Au lieu de les écouter, vous avez infantilisé la jeunesse en
la présentant comme « manipulée » par des « apprentis
sorciers » que vous avez ensuite essayé de fabriquer en vain.
Les
jeunes camerounais vous ont exprimé courageusement et sans hypocrisie, de leur
propre cœur et de leur propre bouche, leurs sentiments envers votre politique
et ses conséquences quotidiennes. Vous les avez réprimés, tués, emprisonnés et
séquestrés. Si le sang a une valeur symbolique ou métaphysique, ce sang crie
toujours et aura son effet sans aucun doute, même si pour ceux qui l’ont versé,
il renforce momentanément leur pouvoir.
Monsieur
Biya,
Nous
ne doutons pas que le pouvoir enchaîne, au point qu’on ne puisse pas
s’envisager hors de ce pouvoir. Mais comme tous les autres chefs d’Etat anciens
et présents, vous n’êtes qu’un homme, un homme que l’avenir peut rattraper avec
cruauté ou avec bonheur, selon le propre choix de cet homme. Ne vous trompez
pas d’avenir, car vous n’avez le choix qu’entre 4 scénari possibles :
Vous
pouvez vous projeter comme Monsieur Idriss Deby, votre voisin, qui échappe in
extremis à
des coups d’Etat successifs grâce à la France à qui il est alors chaque fois
plus redevable. Mais à l'instar de ses prédécesseurs, il n'en réchappera pas ad
vitam æternam, c’est une certitude.
Peut-être
préférez-vous une fin à la Gnassingbé Eyadema, surpris par la mort alors qu’il
était encore au pouvoir et - dit-on - dans l'avion qui l'emmenait en France
pour quérir des soins que le système de santé de son pays ne pouvait prodiguer
à ses citoyens. Peut-être est-ce cela que vous souhaitez, et alors tant mieux
pour vous, du moins sur cette terre.
Cependant,
nous vous présentons aussi le destin de Mobutu Sese Seko, cet homme qui croyait
tenir le Zaïre certainement mieux que vous ne tenez le Cameroun, qui n’avait
jamais envisagé son avenir hors du pouvoir. Parce qu’il n’a pas su percevoir à
temps le sens de l’Histoire, il s’est retrouvé fuyant comme un vulgaire bandit
vers l’aéroport de Kinshasa pour échapper à un avenir cruel.
Et
enfin, vous pouvez vous inspirer de MM. Mandela, Diouf, Kérékou, Konaré,
prochainement Mbeki, qui vivent certainement tout aussi heureux hors du pouvoir
que quand ils y étaient.
L’Histoire
n’est jamais une question du moment, c’est une question de temps.

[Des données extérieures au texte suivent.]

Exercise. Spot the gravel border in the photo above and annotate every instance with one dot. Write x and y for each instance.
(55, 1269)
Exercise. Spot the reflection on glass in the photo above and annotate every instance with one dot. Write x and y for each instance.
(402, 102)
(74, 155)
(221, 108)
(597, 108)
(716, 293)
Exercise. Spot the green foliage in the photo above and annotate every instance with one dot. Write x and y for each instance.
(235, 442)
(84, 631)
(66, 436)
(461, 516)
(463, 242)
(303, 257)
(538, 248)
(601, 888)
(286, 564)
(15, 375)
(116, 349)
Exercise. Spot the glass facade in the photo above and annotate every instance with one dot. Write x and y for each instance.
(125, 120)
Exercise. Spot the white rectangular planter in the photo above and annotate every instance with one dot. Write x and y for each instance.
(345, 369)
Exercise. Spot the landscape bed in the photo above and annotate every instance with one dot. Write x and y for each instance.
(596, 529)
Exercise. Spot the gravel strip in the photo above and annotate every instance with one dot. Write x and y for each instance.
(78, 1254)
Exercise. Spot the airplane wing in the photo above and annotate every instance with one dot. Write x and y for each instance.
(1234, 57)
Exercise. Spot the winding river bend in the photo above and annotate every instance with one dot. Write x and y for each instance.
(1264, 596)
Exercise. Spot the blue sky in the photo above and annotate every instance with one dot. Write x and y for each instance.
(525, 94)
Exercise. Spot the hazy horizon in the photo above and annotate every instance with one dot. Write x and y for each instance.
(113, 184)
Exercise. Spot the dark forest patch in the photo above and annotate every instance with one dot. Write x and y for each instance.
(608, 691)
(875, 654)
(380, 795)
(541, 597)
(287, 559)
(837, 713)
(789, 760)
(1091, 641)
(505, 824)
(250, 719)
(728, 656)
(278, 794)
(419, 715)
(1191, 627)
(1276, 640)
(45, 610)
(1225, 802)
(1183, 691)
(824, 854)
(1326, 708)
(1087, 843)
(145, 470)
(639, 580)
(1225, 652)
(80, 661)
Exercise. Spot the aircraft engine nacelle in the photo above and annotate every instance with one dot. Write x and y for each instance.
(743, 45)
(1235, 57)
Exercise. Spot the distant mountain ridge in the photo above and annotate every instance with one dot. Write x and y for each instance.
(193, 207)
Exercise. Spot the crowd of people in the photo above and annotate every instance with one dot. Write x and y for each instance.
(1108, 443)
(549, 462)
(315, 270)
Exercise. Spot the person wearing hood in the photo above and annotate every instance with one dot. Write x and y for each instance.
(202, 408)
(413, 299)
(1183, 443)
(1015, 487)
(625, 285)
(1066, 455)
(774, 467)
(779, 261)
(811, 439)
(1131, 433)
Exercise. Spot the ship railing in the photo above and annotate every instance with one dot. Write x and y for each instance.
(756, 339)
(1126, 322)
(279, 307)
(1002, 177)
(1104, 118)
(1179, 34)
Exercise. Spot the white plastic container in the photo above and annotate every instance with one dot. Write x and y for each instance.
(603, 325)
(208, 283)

Et de toutes
façons, ce temps vous est compté. Alors faites le bon choix, car les occasions
de se retourner se feront rares. Regardez en arrière, et souvenez-vous de votre
première prestation de serment : plus de 25 années déjà. Et ces années,
patiemment, heure par heure, jour par jour, mois par mois, ont passé.
Ne
vous trompez pas en croyant que demain est lointain, et que l’essentiel, c’est
d’y rester aujourd’hui. Demain est encore plus proche que le 06 novembre 1982.
Vous
savez bien que le système de santé est en faillite, puisque régulièrement, sans
aucun scrupule, vous le fuyez au profit d'hôpitaux européens pour vous y faire
soigner.
Vous
savez bien que la corruption a gangrené votre régime et vous nous en donnez des
aveux chaque jour par les arrestations de quelques rares individus dans la
masse des corrompus.
Bref,
vous savez bien que vous avez échoué dans l’objectif primordial d’un chef
d’Etat, qui est d’assurer à son peuple le développement et l’élévation de son
niveau de vie.
Votre
présence à la tête de notre pays est la plus grande catastrophe naturelle qui
soit arrivée à celui-ci ! C’est dur à entendre, mais seule la vérité
affranchit pour qui veut être libre.
Affranchissez
vous, M. Biya et regardez la réalité en face : laissez le pouvoir en 2011,
ou avant si vous voulez. Mais ne tentez pas d’y rester.
Cette
réalité que vous niez et que vous ne voulez regarder qu'au prisme de votre
grande ambition de mourir au pouvoir, au prisme des renseignements erronés que
vous recevez de vos collaborateurs, cette réalité est plus grave et plus
explosive que ce que vous en avez vu il y a quelques semaines. Ne vous y
trompez pas.
Prenez
donc cette lettre ouverte comme l’appel d’un peuple à son dirigeant pour lui
dire :
« Nous
ne voulons pas t’affronter par la force. Ne nous y pousse pas. Parce que tu vas
perdre même si le sang doit couler ».
Sans
douter que nous sommes en phase avec tous les Camerounais progressistes ou
démocrates, de toutes les organisations de la société civile camerounaise et
des partis politiques camerounais y compris le vôtre (où tout le monde ne
souhaite pas cette révision constitutionnelle),
Et
par amour pour notre pays, pour la paix dans notre pays, pour le progrès dans
notre pays,
Renoncez
à votre révision constitutionnelle tant qu’il est encore temps !
Ne
nous poussez pas sans cesse à bout, vous serez surpris de notre
détermination ;
Ne
vous croyez pas invincible, vous pourrez être cruellement désillusionné.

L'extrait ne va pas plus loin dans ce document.